The Shelburne Police Service had frontline members trained in the following areas:
- Qualified breath technician
- Community services Drug Abuse Resistance Education
- Bike patrol
- Ontario Sexual Assault Registry
- Freedom of information
- Scenes of crime (SOCO)
- Criminal Intelligence Service of Ontario (CISO)
- Domestic violence
- Media relations
- Major case management
- Violent crime linkage analysis system (ViCLAS)
- VITRA

==Community events==
The Shelburne Police Service was a proud partner with the Special Olympics and actively participated in fundraising through the Law Enforcement Torch Run. Since 2011, the Shelburne Police Service had raised more than $105,000 for Special Olympics Ontario. This included the annual Law Enforcement Torch Run, and as of 2018, the Polar Plunge for Special Olympics.

The Shelburne Police Service also participated actively in the annual Stuff A Cruiser, where items (clothing, toys, funds) collected during the holiday season are donated to the Salvation Army and Dufferin Child and Family Services.

==Command==

The chief of police was the highest-ranking officer.

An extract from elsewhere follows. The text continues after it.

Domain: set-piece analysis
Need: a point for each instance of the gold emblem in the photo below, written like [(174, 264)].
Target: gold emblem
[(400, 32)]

The position belonged to Kent Moore, who was appointed in 2005.
The Shelburne Police had two Sergeants: Mark Bennett and Paul Neumann.

== Police services board ==
The police services board was composed of three appointees, in addition to Chief Moore. On the current police services board are:
- Chairman Len Mikulich
- Provincial Appointee Sandra Lawrence
- Shelburne Mayor Wade Mills

Shelburne Police Services Board meetings

Location: police board room, Shelburne Police Service every third Tuesday of the month.

==Special investigations unit==

The actions of the Shelburne Police were examined by the special investigations unit, a civilian agency responsible for investigating circumstances involving police and civilians that have resulted in a death, serious injury, or allegations of sexual assault.